- Classification: Division I
- Season: 2015–16
- Teams: 10
- Site: Scottrade Center St. Louis, Missouri
- Champions: Northern Iowa (5th title)
- Winning coach: Ben Jacobson (4th title)
- MVP: Wes Washpun (Northern Iowa)
- Television: ESPN3, CBSSN, CBS

= 2016 Missouri Valley Conference men's basketball tournament =

The 2016 Missouri Valley Conference men's basketball tournament, popularly referred to as "Arch Madness", was the Missouri Valley Conference's postseason tournament which was held March 3–6, 2016 at the Scottrade Center in St. Louis. The tournament was won by Northern Iowa, who defeated Evansville in the championship game. As a result, Northern Iowa received the conference's automatic bid to the NCAA tournament.

==Seeds==
Teams were seeded by conference record, with ties broken by record between the tied teams followed by non-conference strength of schedule, if necessary.
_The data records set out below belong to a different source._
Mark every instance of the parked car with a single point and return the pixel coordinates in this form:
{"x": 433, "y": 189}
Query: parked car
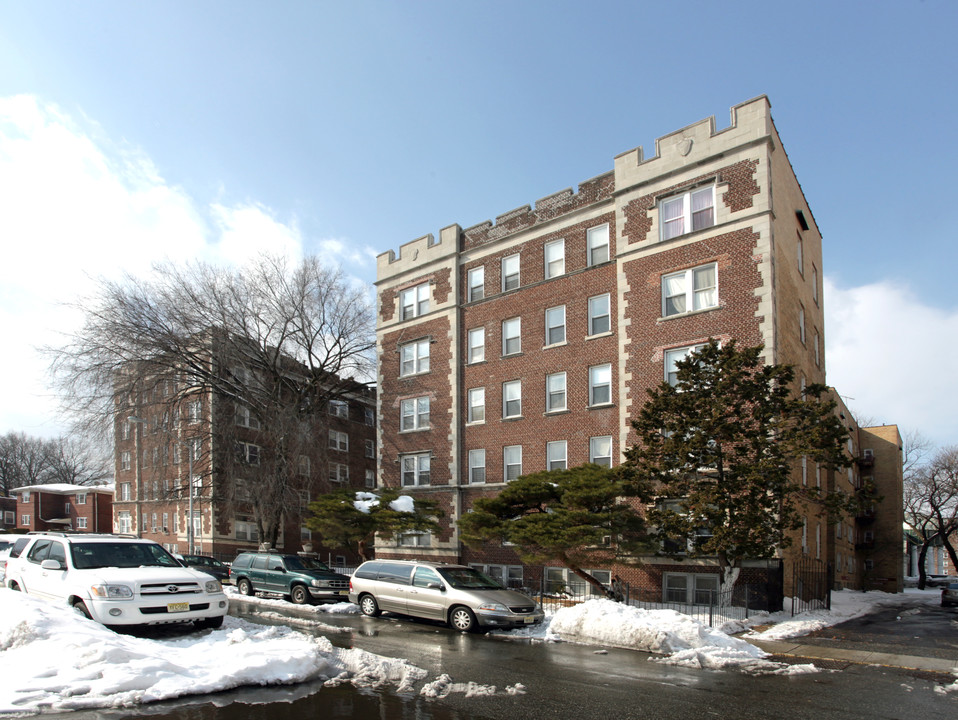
{"x": 455, "y": 594}
{"x": 299, "y": 578}
{"x": 207, "y": 564}
{"x": 115, "y": 579}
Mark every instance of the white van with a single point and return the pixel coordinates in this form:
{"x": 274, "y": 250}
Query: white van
{"x": 455, "y": 594}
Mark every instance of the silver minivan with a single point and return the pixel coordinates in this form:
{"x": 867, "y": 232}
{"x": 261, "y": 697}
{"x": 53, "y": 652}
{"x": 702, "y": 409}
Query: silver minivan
{"x": 455, "y": 594}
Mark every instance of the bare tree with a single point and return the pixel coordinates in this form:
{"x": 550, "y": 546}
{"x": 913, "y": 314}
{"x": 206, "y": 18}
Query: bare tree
{"x": 272, "y": 341}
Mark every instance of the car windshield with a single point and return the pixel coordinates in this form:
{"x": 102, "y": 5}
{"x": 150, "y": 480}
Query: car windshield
{"x": 120, "y": 554}
{"x": 468, "y": 579}
{"x": 294, "y": 562}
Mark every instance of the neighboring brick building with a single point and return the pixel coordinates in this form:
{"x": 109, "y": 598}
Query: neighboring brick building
{"x": 61, "y": 506}
{"x": 526, "y": 344}
{"x": 166, "y": 431}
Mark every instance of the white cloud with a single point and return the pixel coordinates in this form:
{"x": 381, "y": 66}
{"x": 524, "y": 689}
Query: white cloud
{"x": 74, "y": 205}
{"x": 893, "y": 357}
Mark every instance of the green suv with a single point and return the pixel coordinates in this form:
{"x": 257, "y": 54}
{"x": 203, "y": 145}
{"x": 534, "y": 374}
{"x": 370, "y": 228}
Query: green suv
{"x": 299, "y": 578}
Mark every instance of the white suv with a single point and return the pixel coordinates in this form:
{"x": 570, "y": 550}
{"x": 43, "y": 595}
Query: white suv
{"x": 116, "y": 580}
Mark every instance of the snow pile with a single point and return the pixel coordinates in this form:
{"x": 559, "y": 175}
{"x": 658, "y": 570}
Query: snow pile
{"x": 51, "y": 657}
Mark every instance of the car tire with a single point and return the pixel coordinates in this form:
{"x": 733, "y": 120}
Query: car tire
{"x": 463, "y": 619}
{"x": 368, "y": 606}
{"x": 299, "y": 595}
{"x": 209, "y": 623}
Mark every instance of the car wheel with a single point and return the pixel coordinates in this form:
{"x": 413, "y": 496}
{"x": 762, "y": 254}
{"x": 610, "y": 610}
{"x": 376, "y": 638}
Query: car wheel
{"x": 299, "y": 594}
{"x": 209, "y": 623}
{"x": 368, "y": 606}
{"x": 463, "y": 619}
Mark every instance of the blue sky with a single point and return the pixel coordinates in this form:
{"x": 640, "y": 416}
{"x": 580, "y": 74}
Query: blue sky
{"x": 131, "y": 131}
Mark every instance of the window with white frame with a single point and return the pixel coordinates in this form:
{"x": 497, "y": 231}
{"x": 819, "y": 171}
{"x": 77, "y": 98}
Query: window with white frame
{"x": 511, "y": 462}
{"x": 414, "y": 413}
{"x": 510, "y": 272}
{"x": 415, "y": 469}
{"x": 690, "y": 290}
{"x": 688, "y": 212}
{"x": 600, "y": 450}
{"x": 338, "y": 440}
{"x": 338, "y": 472}
{"x": 414, "y": 301}
{"x": 512, "y": 398}
{"x": 477, "y": 405}
{"x": 555, "y": 325}
{"x": 477, "y": 466}
{"x": 511, "y": 336}
{"x": 599, "y": 314}
{"x": 414, "y": 358}
{"x": 597, "y": 242}
{"x": 672, "y": 357}
{"x": 554, "y": 255}
{"x": 556, "y": 456}
{"x": 477, "y": 345}
{"x": 690, "y": 588}
{"x": 600, "y": 384}
{"x": 555, "y": 392}
{"x": 476, "y": 282}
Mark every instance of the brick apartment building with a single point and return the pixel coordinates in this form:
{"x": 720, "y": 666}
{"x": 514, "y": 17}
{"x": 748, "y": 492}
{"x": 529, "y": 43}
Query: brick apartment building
{"x": 62, "y": 506}
{"x": 164, "y": 433}
{"x": 528, "y": 343}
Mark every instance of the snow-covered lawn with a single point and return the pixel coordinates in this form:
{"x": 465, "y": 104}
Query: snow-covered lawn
{"x": 53, "y": 658}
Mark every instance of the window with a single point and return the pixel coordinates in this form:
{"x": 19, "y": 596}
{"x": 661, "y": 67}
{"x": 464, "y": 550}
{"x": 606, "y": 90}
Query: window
{"x": 247, "y": 453}
{"x": 477, "y": 405}
{"x": 511, "y": 336}
{"x": 415, "y": 469}
{"x": 414, "y": 358}
{"x": 338, "y": 440}
{"x": 555, "y": 392}
{"x": 672, "y": 357}
{"x": 689, "y": 290}
{"x": 477, "y": 466}
{"x": 555, "y": 325}
{"x": 476, "y": 282}
{"x": 556, "y": 455}
{"x": 690, "y": 588}
{"x": 338, "y": 472}
{"x": 600, "y": 384}
{"x": 554, "y": 259}
{"x": 477, "y": 345}
{"x": 599, "y": 314}
{"x": 414, "y": 301}
{"x": 512, "y": 399}
{"x": 688, "y": 212}
{"x": 600, "y": 450}
{"x": 414, "y": 414}
{"x": 597, "y": 242}
{"x": 510, "y": 272}
{"x": 511, "y": 462}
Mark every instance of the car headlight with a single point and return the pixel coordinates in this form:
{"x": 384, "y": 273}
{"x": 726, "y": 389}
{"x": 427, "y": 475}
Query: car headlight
{"x": 112, "y": 592}
{"x": 493, "y": 607}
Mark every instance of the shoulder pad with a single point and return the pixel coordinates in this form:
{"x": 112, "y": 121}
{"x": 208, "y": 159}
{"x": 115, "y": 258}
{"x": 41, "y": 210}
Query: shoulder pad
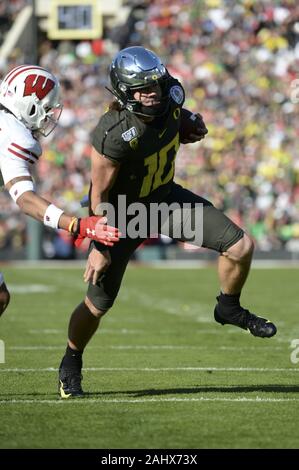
{"x": 20, "y": 141}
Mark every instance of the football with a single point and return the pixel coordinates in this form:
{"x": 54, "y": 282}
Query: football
{"x": 192, "y": 127}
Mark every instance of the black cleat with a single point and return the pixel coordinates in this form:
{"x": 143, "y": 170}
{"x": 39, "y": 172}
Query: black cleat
{"x": 257, "y": 326}
{"x": 69, "y": 384}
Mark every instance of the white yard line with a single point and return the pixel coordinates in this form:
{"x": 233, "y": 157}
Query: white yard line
{"x": 151, "y": 348}
{"x": 87, "y": 401}
{"x": 160, "y": 369}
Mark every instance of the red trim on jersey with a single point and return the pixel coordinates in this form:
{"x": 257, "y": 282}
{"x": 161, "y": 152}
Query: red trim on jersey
{"x": 20, "y": 156}
{"x": 24, "y": 70}
{"x": 25, "y": 150}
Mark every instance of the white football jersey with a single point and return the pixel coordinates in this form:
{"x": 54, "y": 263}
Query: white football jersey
{"x": 19, "y": 150}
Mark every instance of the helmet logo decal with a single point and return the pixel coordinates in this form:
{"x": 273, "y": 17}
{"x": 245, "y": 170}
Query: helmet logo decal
{"x": 177, "y": 94}
{"x": 176, "y": 113}
{"x": 39, "y": 85}
{"x": 129, "y": 134}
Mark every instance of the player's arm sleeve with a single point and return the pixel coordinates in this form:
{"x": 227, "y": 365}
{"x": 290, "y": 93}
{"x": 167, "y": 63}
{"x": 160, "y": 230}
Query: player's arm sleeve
{"x": 18, "y": 157}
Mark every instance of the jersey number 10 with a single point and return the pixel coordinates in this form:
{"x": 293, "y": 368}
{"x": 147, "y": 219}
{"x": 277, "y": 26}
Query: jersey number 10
{"x": 156, "y": 165}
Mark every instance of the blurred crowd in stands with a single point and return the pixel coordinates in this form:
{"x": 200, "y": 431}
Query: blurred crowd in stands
{"x": 239, "y": 64}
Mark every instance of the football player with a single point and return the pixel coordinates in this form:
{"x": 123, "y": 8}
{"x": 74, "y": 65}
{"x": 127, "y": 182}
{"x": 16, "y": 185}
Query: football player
{"x": 30, "y": 107}
{"x": 134, "y": 148}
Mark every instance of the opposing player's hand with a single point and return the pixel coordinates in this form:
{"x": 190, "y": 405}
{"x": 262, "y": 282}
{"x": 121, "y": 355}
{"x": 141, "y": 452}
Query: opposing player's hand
{"x": 97, "y": 263}
{"x": 95, "y": 227}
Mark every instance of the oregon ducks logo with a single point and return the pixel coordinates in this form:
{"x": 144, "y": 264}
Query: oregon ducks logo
{"x": 177, "y": 113}
{"x": 134, "y": 143}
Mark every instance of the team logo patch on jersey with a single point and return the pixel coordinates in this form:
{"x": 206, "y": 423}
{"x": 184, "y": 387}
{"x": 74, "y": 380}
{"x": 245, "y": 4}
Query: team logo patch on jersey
{"x": 130, "y": 134}
{"x": 177, "y": 94}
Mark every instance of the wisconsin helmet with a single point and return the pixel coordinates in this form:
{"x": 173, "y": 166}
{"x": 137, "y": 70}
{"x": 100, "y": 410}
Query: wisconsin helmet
{"x": 136, "y": 68}
{"x": 31, "y": 93}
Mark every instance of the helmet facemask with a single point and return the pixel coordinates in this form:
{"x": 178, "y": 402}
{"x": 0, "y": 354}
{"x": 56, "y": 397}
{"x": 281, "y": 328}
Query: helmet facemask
{"x": 134, "y": 69}
{"x": 31, "y": 93}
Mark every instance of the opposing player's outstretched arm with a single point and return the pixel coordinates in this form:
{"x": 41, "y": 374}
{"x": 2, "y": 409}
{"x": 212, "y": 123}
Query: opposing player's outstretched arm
{"x": 22, "y": 191}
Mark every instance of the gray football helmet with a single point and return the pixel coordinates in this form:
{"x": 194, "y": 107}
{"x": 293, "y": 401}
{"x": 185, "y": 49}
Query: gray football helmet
{"x": 134, "y": 68}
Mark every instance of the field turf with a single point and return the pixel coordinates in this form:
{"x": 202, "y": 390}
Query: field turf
{"x": 160, "y": 373}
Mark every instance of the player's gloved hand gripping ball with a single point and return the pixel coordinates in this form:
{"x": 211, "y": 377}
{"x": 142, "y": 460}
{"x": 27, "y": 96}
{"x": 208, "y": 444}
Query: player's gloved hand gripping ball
{"x": 192, "y": 128}
{"x": 94, "y": 227}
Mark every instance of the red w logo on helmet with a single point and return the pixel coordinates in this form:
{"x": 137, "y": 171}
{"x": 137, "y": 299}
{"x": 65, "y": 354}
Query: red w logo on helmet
{"x": 39, "y": 85}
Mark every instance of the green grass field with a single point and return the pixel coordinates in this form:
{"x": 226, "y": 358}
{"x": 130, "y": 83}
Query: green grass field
{"x": 160, "y": 373}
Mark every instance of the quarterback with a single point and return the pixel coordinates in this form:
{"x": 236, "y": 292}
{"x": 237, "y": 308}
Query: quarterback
{"x": 134, "y": 149}
{"x": 29, "y": 107}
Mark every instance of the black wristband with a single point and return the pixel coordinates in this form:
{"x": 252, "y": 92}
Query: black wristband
{"x": 97, "y": 246}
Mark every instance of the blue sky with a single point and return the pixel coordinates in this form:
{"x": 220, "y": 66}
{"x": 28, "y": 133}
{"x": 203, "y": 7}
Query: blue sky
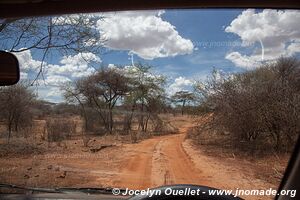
{"x": 184, "y": 45}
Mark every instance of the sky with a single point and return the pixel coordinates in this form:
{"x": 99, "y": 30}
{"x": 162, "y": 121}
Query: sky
{"x": 184, "y": 45}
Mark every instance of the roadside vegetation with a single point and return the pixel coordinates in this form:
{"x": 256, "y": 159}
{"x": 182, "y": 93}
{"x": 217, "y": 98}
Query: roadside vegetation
{"x": 253, "y": 116}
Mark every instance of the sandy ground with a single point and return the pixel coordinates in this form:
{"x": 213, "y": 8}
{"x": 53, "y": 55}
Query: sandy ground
{"x": 160, "y": 160}
{"x": 171, "y": 159}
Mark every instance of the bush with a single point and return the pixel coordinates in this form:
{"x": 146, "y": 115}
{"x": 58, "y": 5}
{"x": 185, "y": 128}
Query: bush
{"x": 263, "y": 103}
{"x": 59, "y": 129}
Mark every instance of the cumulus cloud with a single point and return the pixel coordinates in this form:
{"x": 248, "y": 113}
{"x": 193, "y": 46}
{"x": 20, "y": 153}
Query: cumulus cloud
{"x": 56, "y": 80}
{"x": 75, "y": 66}
{"x": 26, "y": 61}
{"x": 276, "y": 31}
{"x": 179, "y": 84}
{"x": 143, "y": 33}
{"x": 242, "y": 60}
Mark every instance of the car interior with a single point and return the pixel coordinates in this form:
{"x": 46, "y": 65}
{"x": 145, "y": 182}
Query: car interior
{"x": 11, "y": 74}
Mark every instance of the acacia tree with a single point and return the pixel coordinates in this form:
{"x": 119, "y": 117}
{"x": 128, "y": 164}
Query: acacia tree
{"x": 183, "y": 97}
{"x": 15, "y": 103}
{"x": 101, "y": 91}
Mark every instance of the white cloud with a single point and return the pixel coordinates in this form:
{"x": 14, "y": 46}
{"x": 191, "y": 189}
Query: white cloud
{"x": 26, "y": 61}
{"x": 276, "y": 31}
{"x": 56, "y": 80}
{"x": 74, "y": 66}
{"x": 180, "y": 83}
{"x": 143, "y": 33}
{"x": 242, "y": 60}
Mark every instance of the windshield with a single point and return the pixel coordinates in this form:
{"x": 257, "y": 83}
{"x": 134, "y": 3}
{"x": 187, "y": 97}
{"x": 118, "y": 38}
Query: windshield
{"x": 141, "y": 99}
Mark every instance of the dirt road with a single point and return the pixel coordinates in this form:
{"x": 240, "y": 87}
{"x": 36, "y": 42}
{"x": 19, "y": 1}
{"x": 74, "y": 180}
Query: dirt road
{"x": 173, "y": 160}
{"x": 161, "y": 160}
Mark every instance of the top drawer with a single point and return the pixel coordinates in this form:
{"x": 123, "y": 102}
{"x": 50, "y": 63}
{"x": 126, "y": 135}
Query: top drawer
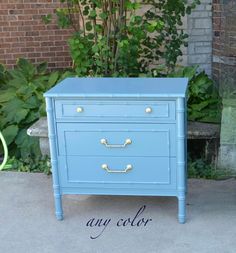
{"x": 112, "y": 109}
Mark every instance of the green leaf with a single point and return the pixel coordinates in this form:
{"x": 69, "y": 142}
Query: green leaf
{"x": 10, "y": 133}
{"x": 88, "y": 26}
{"x": 53, "y": 78}
{"x": 42, "y": 67}
{"x": 7, "y": 95}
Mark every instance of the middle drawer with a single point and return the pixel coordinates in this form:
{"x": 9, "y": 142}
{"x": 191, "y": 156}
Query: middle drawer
{"x": 81, "y": 139}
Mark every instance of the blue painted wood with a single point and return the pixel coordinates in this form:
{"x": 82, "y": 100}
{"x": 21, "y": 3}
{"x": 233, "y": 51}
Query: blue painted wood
{"x": 120, "y": 87}
{"x": 85, "y": 139}
{"x": 54, "y": 160}
{"x": 160, "y": 109}
{"x": 153, "y": 163}
{"x": 181, "y": 158}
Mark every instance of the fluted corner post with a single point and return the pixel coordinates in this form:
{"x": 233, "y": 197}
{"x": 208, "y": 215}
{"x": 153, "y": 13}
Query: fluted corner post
{"x": 54, "y": 162}
{"x": 181, "y": 159}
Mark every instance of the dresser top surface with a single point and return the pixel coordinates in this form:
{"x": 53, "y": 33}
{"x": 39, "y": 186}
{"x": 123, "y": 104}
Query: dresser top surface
{"x": 119, "y": 87}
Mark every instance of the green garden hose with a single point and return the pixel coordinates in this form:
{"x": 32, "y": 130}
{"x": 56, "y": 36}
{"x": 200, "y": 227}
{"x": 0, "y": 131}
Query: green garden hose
{"x": 5, "y": 150}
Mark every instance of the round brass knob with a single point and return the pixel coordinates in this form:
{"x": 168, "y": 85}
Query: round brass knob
{"x": 79, "y": 109}
{"x": 128, "y": 141}
{"x": 129, "y": 167}
{"x": 148, "y": 110}
{"x": 103, "y": 141}
{"x": 104, "y": 166}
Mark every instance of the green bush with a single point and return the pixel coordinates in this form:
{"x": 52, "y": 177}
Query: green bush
{"x": 115, "y": 38}
{"x": 22, "y": 103}
{"x": 203, "y": 100}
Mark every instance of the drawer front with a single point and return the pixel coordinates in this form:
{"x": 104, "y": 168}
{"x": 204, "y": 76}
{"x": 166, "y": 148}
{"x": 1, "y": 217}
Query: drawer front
{"x": 78, "y": 139}
{"x": 135, "y": 109}
{"x": 129, "y": 170}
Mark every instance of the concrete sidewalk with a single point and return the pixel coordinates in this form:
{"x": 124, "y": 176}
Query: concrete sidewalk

The top six seeds received first round byes.

| Seed | School | Conference | Tiebreaker |
|---|---|---|---|
| 1 | Wichita State | 16–2 |  |
| 2 | Evansville | 12–6 | Better RPI than Illinois State |
| 3 | Illinois State | 12–6 |  |
| 4 | Northern Iowa | 11–7 | Better RPI than Southern Illinois |
| 5 | Southern Illinois | 11–7 |  |
| 6 | Indiana State | 8–10 | Better RPI than Missouri State |
| 7 | Missouri State | 8–10 |  |
| 8 | Loyola–Chicago | 7–11 |  |
| 9 | Bradley | 3–15 |  |
| 10 | Drake | 2–16 |  |

==Schedule==

| Game | Time* | Matchup | Final score | Television |
Opening round – Thursday, March 3
| 1 | 6:05 pm | No. 8 Loyola–Chicago vs. No. 9 Bradley | 74–66 | ESPN3 |
| 2 | 8:35 pm | No. 7 Missouri State vs. No. 10 Drake | 69–67 | ESPN3 |
Quarterfinals – Friday, March 4
| 3 | 12:05 pm | No. 1 Wichita State vs. No. 8 Loyola-Chicago | 66–58 | ESPN3 |
| 4 | 2:35 pm | No. 4 Northern Iowa vs. No. 5 Southern Illinois | 66–60 | ESPN3 |
| 5 | 6:05 pm | No. 2 Evansville vs. No. 7 Missouri State | 66–56 | ESPN3 |
| 6 | 8:35 pm | No. 3 Illinois State vs. No. 6 Indiana State | 57–65 | ESPN3 |
Semifinals – Saturday, March 5
| 7 | 2:35 pm | No. 1 Wichita State vs. No. 4 Northern Iowa | 52–57^{OT} | CBSSN |
| 8 | 5:05 pm | No. 2 Evansville vs. No. 6 Indiana State | 68–42 | CBSSN |
Championship – Sunday, March 6
| 10 | 1:05 pm | No. 2 Evansville vs. No. 4 Northern Iowa | 54–56 | CBS |
*Game times in CT. Rankings denote tournament seeding.